Now that McCoy’s trial is under way, the Knisley family is hoping for a swift end to a case that terrorized drivers around central Ohio between October 2003 and February 2004.

“We don’t want to put them back through the whole ordeal again,” Brent Knisley said of his children, Max and 11-year-old Loren. He said so many reporters called after his mother was killed that he had to get friends to manage the interview requests.

McCoy, 29, has pleaded innocent by reason of insanity to aggravated murder and assault in 12 shootings – including the fatal shooting of 62-year-old Gail Knisley. He could face the death penalty if convicted of aggravated murder.

Jury selection began Friday, and the trial is expected to last until mid-May.

Brent Knisley, 44, said he and his brother plan to trade off attending the trial and manning the family’s collision repair shop in Washington Court House, about 40 miles southwest of Columbus.

Gail Knisley was being driven by a friend to a doctor’s appointment when a bullet pierced the driver’s door and killed her in November 2003. No one else was ever hit.

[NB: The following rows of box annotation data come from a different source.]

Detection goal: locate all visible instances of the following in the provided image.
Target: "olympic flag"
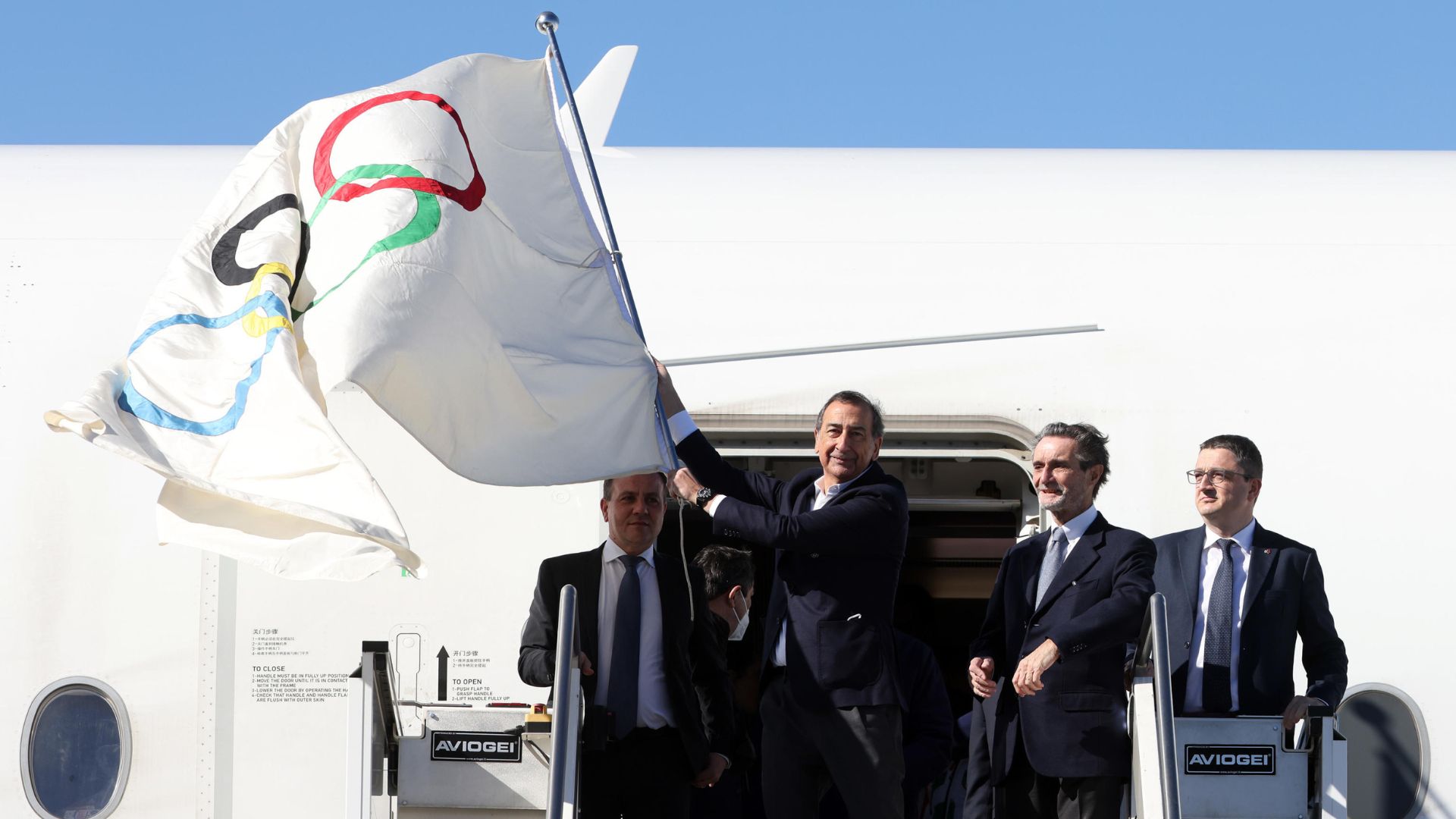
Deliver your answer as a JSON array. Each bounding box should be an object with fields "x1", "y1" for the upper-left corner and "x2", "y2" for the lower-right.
[{"x1": 46, "y1": 54, "x2": 670, "y2": 580}]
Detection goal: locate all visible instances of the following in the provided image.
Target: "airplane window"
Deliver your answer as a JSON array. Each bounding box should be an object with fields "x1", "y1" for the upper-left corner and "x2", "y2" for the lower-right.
[
  {"x1": 1338, "y1": 683, "x2": 1431, "y2": 819},
  {"x1": 20, "y1": 678, "x2": 131, "y2": 819}
]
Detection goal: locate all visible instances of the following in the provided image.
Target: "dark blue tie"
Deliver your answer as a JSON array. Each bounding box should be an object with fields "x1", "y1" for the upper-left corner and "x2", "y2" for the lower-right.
[
  {"x1": 607, "y1": 555, "x2": 642, "y2": 739},
  {"x1": 1031, "y1": 526, "x2": 1067, "y2": 609},
  {"x1": 1203, "y1": 538, "x2": 1238, "y2": 714}
]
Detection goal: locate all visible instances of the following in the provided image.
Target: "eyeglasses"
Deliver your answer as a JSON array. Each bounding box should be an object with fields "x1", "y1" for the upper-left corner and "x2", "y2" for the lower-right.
[{"x1": 1187, "y1": 469, "x2": 1254, "y2": 487}]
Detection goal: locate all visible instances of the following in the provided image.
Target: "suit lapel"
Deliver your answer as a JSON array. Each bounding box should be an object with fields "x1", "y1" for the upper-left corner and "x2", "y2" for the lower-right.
[
  {"x1": 576, "y1": 544, "x2": 606, "y2": 663},
  {"x1": 1239, "y1": 523, "x2": 1279, "y2": 623},
  {"x1": 1031, "y1": 513, "x2": 1106, "y2": 617},
  {"x1": 1174, "y1": 529, "x2": 1207, "y2": 628},
  {"x1": 1021, "y1": 529, "x2": 1051, "y2": 612}
]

Just after the shooting, Loren Knisley’s teacher gave her an index card with one green side and one red side to put on the blackboard. If the red side was showing, students knew not to talk about the death. Loren turned up the green side if she was willing to discuss what happened.

“She’s grown up way too fast,” her father said.

One of McCoy’s lawyers said the suspect’s family was nervous about the start of the trial.

“I think there’s a great deal of anxiety and concern and trepidation,” attorney Michael Miller said. He added that McCoy’s parents likely will be absent from the courtroom because they cannot have contact with their son since they are to testify.

McCoy’s father declined to be interviewed. No one answered the door at the home where McCoy lived with his mother.

The jury will try to decide which is the more credible of two psychological evaluations. One said McCoy did not know the difference between right and wrong at the time of the shootings, and another said he did despite having paranoid schizophrenia.

After Gail Knisley’s death, people from Washington Court House waited in a two-hour line to pay their respects to a woman who had lived in town nearly her whole life. Friends offered prayers and cooked dinner for her sons and husband, Ronny.

“It’s a close-knit community and we know the people well,” said Lt. Robert Crabtree of the Fayette County Sheriff’s Department. “In Columbus there’s a shooting every day. It doesn’t happen around here.”

The case that once filled the front page of the town’s newspaper nearly every day is hardly mentioned anymore at Our Place diner, where residents gather to discuss the latest news and gossip over plates of pancakes.

But the family still feels the effects.

“There’s still a point where every single day you think, ‘This is what Mom would say,’ or ‘This is what Mom would’ve done,”‘ Knisley said.